Unter der blassroten Markise

Ich sah die besten Köpfe meiner Generation vom Wahn zerstört, hungernd hysterisch nackt.
Die Narben in Extremitäten und Torsen malend Selbstjustiz heroisierend erheben, sich an Selbstwertschätzung zerzweifeln.
Die Kerze um Kerze, Zug um Zug wachsitzen, ohne Licht und Dunkel sinnen nach den großen Wahrheiten des Gottes der kleinen Dinge.
Die das Leben als eines der beschissensten betitelnd mit chromadernen Händen ihr Blut in Wände meißeln.
Die ihre Feinde gegen tote Idole verteidigen, Kunst schaffen, selbstzerreißend auf vollen halben leeren Kästen lagern, nur und zu viel Liebe und tanzende Sterne für den Menschen als Übergang und Untergang gebären.
Die in krokodilgrünen Blitzen, in eisblauen Strömen und rostbraunem Glas umherschwirren, als Dividuum ihre reine Seele teilen.
Die zurücklassen und nur zu gern zurückblickend Fehler verfolgen, sie zu illuminieren, zu schlucken, zu zersetzen, auf der tödlichen Suche nach dem Heiligtum der übernatürlichen extrabrillianten intelligenten Güte der Seele.
Die einen Weg mit unendlichen Metern nach nicht einmal einhundert
schon zweifelnd beschreiten, sich fallen lassen und den Kopf sinkend auf kühlen Tresenkanten zur Ruhe zwingen.
Die kunstvoll verzierte Rahmen betrachten, vergessen, was dazwischen liegt und sich selbst nicht mehr anschauen, nur noch Augen haben für andere, blutunterlaufen, glasig, erweitert für andere.

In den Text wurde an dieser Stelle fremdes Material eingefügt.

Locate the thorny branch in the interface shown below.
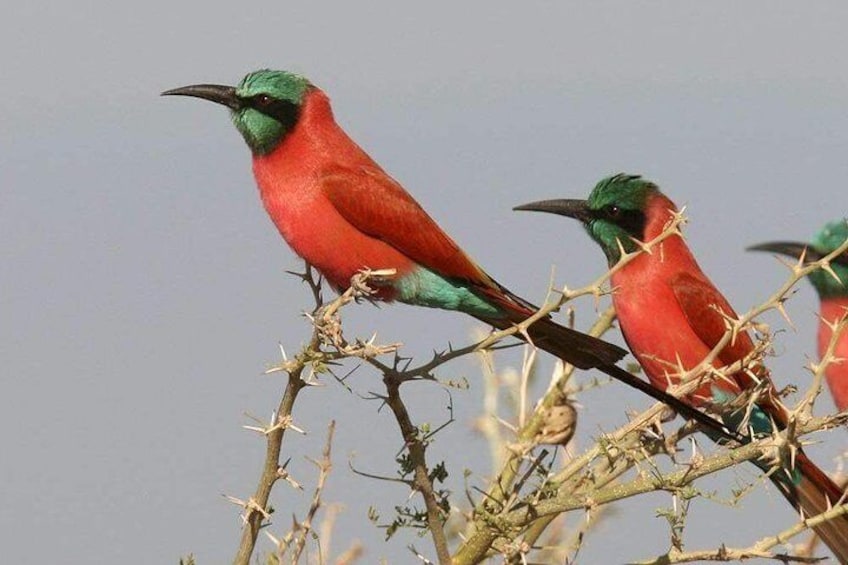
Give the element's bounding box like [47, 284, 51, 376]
[227, 212, 848, 565]
[454, 212, 848, 564]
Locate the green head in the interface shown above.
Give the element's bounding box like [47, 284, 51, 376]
[514, 173, 659, 265]
[748, 218, 848, 298]
[162, 69, 313, 155]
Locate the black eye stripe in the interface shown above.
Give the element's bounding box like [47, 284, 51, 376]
[592, 209, 647, 241]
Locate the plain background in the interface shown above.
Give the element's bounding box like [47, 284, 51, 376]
[0, 0, 848, 563]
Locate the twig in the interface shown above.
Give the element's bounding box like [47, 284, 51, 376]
[292, 420, 336, 563]
[383, 375, 451, 565]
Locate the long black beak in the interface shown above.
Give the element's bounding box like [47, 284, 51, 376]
[162, 84, 242, 110]
[513, 198, 593, 224]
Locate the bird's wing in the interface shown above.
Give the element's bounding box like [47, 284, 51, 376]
[321, 166, 538, 319]
[671, 272, 787, 414]
[321, 166, 491, 284]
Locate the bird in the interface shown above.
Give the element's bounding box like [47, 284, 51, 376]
[748, 218, 848, 412]
[162, 69, 733, 435]
[515, 173, 848, 563]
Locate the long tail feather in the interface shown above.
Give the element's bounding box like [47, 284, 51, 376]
[483, 312, 743, 441]
[771, 452, 848, 563]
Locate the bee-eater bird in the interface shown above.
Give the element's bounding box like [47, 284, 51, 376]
[516, 174, 848, 563]
[748, 219, 848, 412]
[162, 70, 727, 434]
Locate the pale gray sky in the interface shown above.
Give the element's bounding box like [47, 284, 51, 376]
[0, 0, 848, 563]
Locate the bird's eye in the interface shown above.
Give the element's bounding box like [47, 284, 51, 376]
[605, 204, 621, 220]
[253, 94, 274, 107]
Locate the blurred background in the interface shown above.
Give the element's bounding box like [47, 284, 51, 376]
[0, 0, 848, 563]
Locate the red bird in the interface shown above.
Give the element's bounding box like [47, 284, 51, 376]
[748, 219, 848, 412]
[163, 70, 728, 435]
[516, 174, 848, 563]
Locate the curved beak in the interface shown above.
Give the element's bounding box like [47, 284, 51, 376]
[745, 241, 823, 261]
[513, 198, 593, 224]
[162, 84, 242, 110]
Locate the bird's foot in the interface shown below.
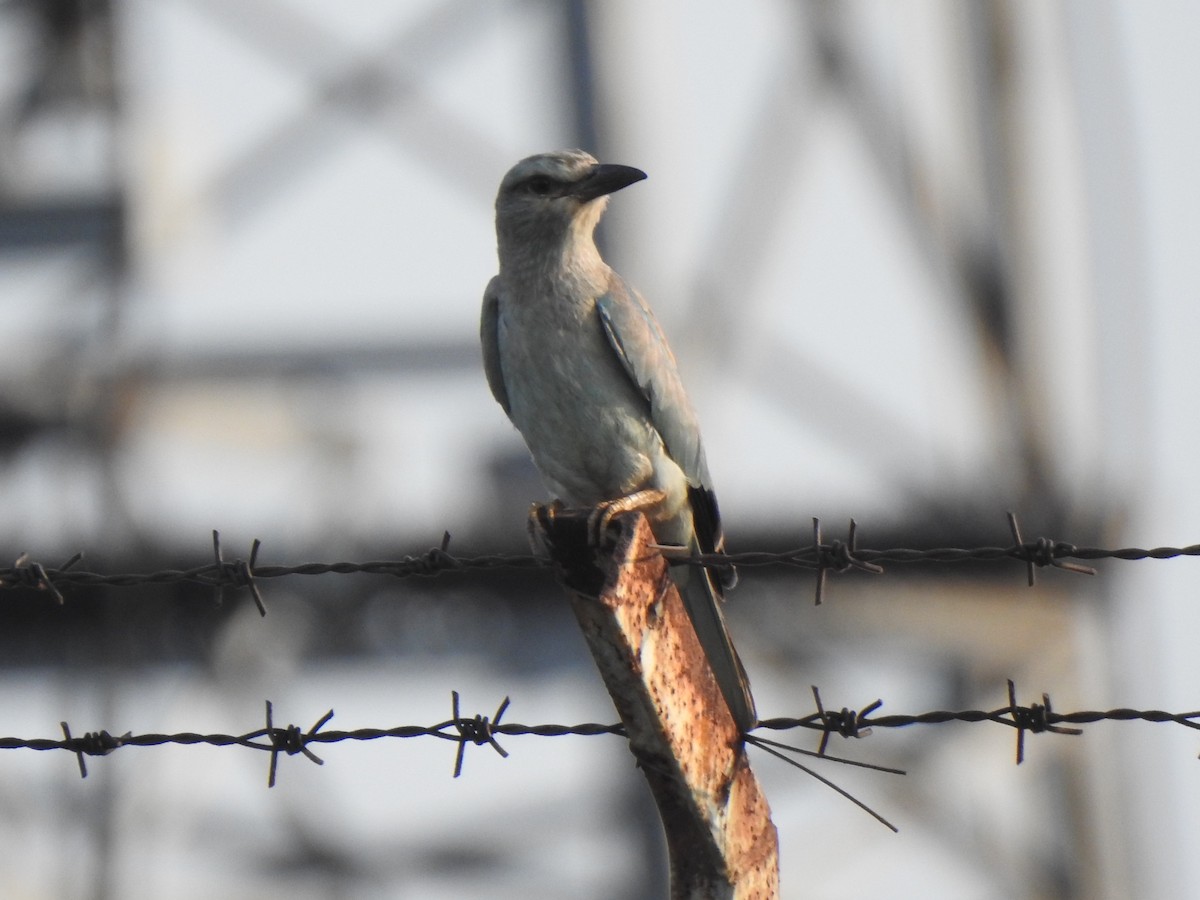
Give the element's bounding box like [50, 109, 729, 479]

Die den Barfrauen die Hand reichen, in einem Zug den Absinth vollziehen nach akribischem Nähren mit klaren Wassertropfen und jeden Wein und allen Cognac verraten für ein kühles Bier und modrigen Drehtabak.
Die stolz ein Geweih aus Herz tragen zum Bäcker, zum Friseur zur Bahn und zurück zur Einen, die noch nicht lang die Eine war und aufgegeben wird, für eine, die zur neuen Einen werden muss, denn so läuft es doch, so läuft es doch.
Die alt sein wollen ohne Blindheit und Tod und sich selbst an Hauswänden zerschmettern, sich umstoßen und jung versickern zwischen aufgebrochenen Bürgersteigen und sich nie berührenden Gleisen und Wurzelwerk, das stark hält, das nicht einmal danach suchte, stark zu sein.
Die froh zittern und frieren für die vergängliche Hoffnung auf das kalte Erstarren, um auf ewig zu bleiben als marmorweiche nachtschwarze Kontur, als Meisterwerk des langsam sterbenden Meisterkünstlers.
Die, deren Blicke umschlossen von Lidern mit dem Schwung venezianischer Gondeln mich fickten, auf ein Neues, sich in meinen Händen zerstoßen, weil das Sterben ihnen gut tut.
Die mich verließen und einen Teil von mir mitrissen, die so nie ohne mich sind, ich bin ohne sie.

Ich sah die besten Köpfe und die Körper darunter.
Ich gab den meinen, für das eine Ziel, für die eine Freiheit, für eine Ewigkeit, für eine Nacht.
Für die eine Suche, die ihr Ende fand im moskitoverseuchten
Drogenwahn einer Hippiebibel.
Die ihr Ende fand mit einem Zuchtbullenhorn durch die Rückenwirbel, Lungenflügel, Rippenbögen.
Die ihr Ende fand in Ginsbergs gellendem Geheul.
Die ihr Ende fand auf der Rückbank eines Taxis zwischen stechend weißen Fassaden der Gran Via im Madrid der zwanziger Jahre.
Die ihr Ende fand hockend vor einem Berliner Hauseingang bei Nacht oder in flackernden Kellergewölben des Pariser au chat noir.
Ich konnte mich finden.
Ich bin genau dort, draußen vor der Bar mit der Schwingtür, den Blick auf die enge Kreuzung.
Ich rauche, trinke Bier.
Ich fühle den warmen, stickigen Stadtwind, sitze an der Ecke unter der blassroten Markise.
Du sitzt neben mir und sagst: Komm, gehen wir und kaufen zwei Flaschen Wein und fühlen uns wenigstens ein Mal.
Ich will spüren, was wir morgen nie sein können.